Buckyballs were first identified chemically in the lab in 1985 while scientists were simulating the conditions found in the outer envelopes of red giant stars. A quarter of a century later, astronomers using NASA’s Spitzer Space Telescope found them in planetary nebulae, which are the cast-off shells of red giants. In some sense, they were exactly where we expected them to be!
Infrared light was necessary for identifying the unique spectral signature of the Buckyballs. Every atom and molecule can be identified by a precise set of spectral lines that it will emit; these can be seen as a bright glow at specific wavelengths of light.

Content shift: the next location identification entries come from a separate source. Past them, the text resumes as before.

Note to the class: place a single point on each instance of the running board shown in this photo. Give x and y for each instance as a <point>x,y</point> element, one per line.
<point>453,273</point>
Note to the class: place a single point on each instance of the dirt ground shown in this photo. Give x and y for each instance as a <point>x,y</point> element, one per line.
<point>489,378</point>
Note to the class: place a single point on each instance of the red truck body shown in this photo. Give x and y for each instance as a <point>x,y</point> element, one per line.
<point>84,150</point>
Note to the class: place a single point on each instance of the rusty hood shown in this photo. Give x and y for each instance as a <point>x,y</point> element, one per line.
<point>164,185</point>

In the case of Buckminsterfullerene, those particular spectral lines appear in the infrared part of the spectrum.
Planetary nebulae provide one important mechanism for stars to recirculate heavier elements back into the galaxy. The next generation of stars that are created gain these materials to help form planets, and in our case on Earth, the many life forms found here. This can help provide carbon, oxygen, and nitrogen, but not the many other heavier elements.

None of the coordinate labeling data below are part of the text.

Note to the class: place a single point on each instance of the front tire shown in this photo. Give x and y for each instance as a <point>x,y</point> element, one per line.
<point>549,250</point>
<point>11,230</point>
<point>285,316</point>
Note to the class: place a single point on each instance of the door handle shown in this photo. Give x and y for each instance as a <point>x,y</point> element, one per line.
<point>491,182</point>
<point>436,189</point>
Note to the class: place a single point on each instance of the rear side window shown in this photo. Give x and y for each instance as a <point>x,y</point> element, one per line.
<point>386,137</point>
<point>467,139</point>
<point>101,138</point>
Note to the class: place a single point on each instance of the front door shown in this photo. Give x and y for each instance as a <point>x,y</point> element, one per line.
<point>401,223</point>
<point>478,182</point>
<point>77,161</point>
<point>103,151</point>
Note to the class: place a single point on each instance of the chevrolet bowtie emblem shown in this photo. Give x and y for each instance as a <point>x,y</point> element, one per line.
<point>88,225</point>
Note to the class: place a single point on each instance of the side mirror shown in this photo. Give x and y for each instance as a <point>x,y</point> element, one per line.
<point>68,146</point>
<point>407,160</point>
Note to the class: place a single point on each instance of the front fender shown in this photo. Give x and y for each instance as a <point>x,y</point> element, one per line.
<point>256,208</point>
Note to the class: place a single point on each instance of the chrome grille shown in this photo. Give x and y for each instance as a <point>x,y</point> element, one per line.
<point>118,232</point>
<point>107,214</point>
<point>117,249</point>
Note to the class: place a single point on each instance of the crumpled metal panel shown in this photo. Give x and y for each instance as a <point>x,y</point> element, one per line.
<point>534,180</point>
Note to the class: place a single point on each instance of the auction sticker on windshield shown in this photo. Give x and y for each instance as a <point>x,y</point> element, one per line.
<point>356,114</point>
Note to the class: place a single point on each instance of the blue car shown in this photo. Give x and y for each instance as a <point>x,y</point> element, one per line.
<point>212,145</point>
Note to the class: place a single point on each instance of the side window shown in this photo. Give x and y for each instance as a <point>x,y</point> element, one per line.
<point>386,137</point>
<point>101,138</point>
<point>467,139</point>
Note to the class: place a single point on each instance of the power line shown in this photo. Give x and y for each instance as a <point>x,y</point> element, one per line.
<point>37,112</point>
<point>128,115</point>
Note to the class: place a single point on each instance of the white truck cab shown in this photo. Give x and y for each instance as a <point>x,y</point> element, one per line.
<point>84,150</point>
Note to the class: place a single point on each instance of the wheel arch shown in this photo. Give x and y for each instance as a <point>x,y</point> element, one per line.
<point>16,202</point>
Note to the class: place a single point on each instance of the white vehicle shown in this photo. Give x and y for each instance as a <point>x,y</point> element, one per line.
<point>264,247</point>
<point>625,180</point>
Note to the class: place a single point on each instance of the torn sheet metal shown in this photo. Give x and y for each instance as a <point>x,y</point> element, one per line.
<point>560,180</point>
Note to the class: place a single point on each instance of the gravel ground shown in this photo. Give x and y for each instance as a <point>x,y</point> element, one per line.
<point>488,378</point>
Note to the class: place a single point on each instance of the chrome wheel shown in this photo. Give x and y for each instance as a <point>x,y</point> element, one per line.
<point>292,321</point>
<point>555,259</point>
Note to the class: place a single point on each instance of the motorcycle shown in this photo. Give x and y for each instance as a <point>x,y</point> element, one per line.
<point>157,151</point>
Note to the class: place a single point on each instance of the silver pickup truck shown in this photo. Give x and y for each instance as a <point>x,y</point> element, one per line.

Where, then, do things like silicon, lead, and iron come from?
Big Stars: Supernova Remnants
The most massive stars end their lives rather more spectacularly than gently puffing out a planetary nebula. Instead they can explode so violently that they can briefly outshine the combined light of the rest of the galaxy, and in the process, provide a full spread of heavy elements for the next wave of stars and planets.
Stars that are a bit more massive than our Sun have cores that are compressed, under gravity, to far greater pressures and higher temperatures. In these stars, the carbon becomes a burning fuel source, leaving behind denser oxygen. In fact many heavier elements can be forged, up to the point that an iron core is formed.
The increasingly dense cores of these stars eventually reach a tipping point where the core can no longer hold itself up under the immense crush of gravity. In an instant the core collapses under the gravitational pressure, and the upper layers of the star fall into the void. This incredible release of gravitational energy slams everything together and triggers a massive explosion. The shock wave rebounds through the infalling material, blasting much of it back out into space.
So much energy is released in this explosion that elements much heavier than iron can be formed. Indeed, all of the heaviest elements in the world around us, from lead to gold to uranium, can be traced back to supernova explosions predating the formation of our Solar System.